Spain, Spain, Spain (Part 3)

Madrid!  After an amazing trip in the mountains we went back to stay with Jonas.  What a treat that was.

Before we made it to Jonas’s house we stopped in Burgos on a whim.  It was so funny because we pulled over to see the castle we saw on the picture on the freeway sign.  It turned out there was a big festival, so we decided to stay.

We found a hotel and stayed for the night. One of the highlights of the festival was the food booths. There were HUGE rounds of cheese.  I was blown away.  One man we met was seriously the real deal.  He even wore a cheese net hat. I asked him for a picture with his cheese and he said it was good it wasn’t Saturday or he would smell of cheese. That is the day he prepares the cheese.


He told me he learned how to make cheese from his father, it was a family tradition.  They had three different caves to make the cheese in. They also had cows in those areas that had different tasting milk, to produce the different cheeses.  I asked him why they used three different caves, all in the Alps, and he told me that they did that because it made the cheese taste different.  For example, the Roquefort blue cheese is actually made in a cave called Roquefort.  Oh the taste of that cheese nearly knocked me over — SO STRONG. I had to buy some, not the blue cheese but the more mild Swiss cheese.  I was fascinated by it all.



After the festival, we arrived at Jonas’s house.  I was excited to meet him, I had heard so much about him. He is seriously the most animated person I have ever met.  His job is doing the voices for cartoon characters. The kids adored him for it.

I loved the food in Spain but was in need of a fresh food fix.  Lots of good bread, lots of cheese, jam, and ham.  But I craved greens, a big salad or something fresh.  When we got to his house he asked what we wanted and apologized for not having anything in the house.  I told him I was easy and truthfully just wanted some carrots. He laughed and told me that Chris, his girlfriend, was my twin. She loves fresh food too. Not only does she have the same affinity for real food as I do, she is a fabulous cook.

Her mother had a big garden and would put up food for the winter like we do. One thing I learned was how she put up Swiss chard.  They would boil it with water, salt, and a little lemon and bottle it for the winter.  I had never thought of canning Swiss chard.

I have to say the best food in Spain was Chris’s fresh homemade food.  The good news is she shared her family recipes with me.

Here is a dinner that we ate with them:

A carrot, corn, salad (oh how happy I was to have a salad, you have no idea!), and an octopus salad — the first time I had ever eaten that. Skye even had a bite because it had purple on it.  Isaiah opted out of trying it.  We also had a typical Spanish tortilla of eggs, onions, and potatoes. It was so light and fluffy I had to know how to make it.  And of course cheese (the cheese we brought them), bread, and some awesome olives.
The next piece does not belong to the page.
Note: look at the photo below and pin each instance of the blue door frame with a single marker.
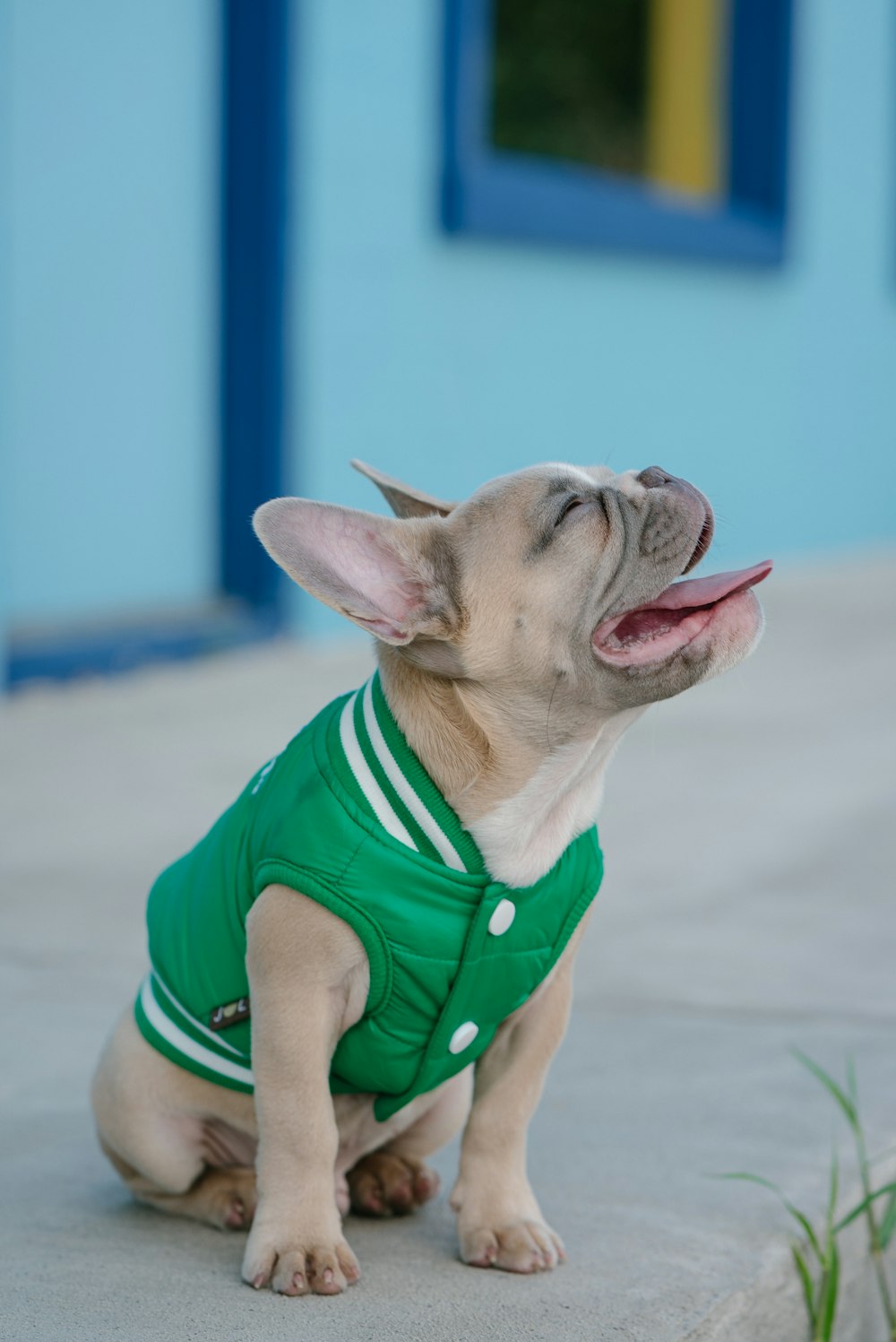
(255, 124)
Luckily she shared her Spanish tortilla recipe:

Spanish Tortilla

  • 3 Yukon potatoes
  • 1/2 an onion (sweet is best)
  • 6 eggs
  • Salt
  • Olive oil
  1. Peel the potatoes and grate them.
  2. Dice the onion
  3. In a small to medium frying pan, fill the bottom with oil (you can do less if you want, I am just giving you the authentic recipe).  Fry the onion and potatoes until soft.  Make sure and season them with salt.
  4. Drain off the oil.  Turn up the heat to hot.
  5. Whip up the eggs in a separate bowl.
  6. Pour the eggs over the onions and potatoes.  Smooth out the mixture and the eggs so the tortilla is flat.
  7. Cook until it is mostly cooked through.  Put a plate on top that covers the whole tortilla and flip the tortilla on to it — careful this part can lead to disaster if you drop the tortilla.
  8. Put the tortilla back in the pan on the other side to cook it.  (Or my little trick to skip this precarious step is to pop it in the oven when it is almost cooked through and broil it on low until it is cooked through — watch it closely though because it cooks fast.)
Enjoy this super fast and traditional Spanish dinner—really yummy!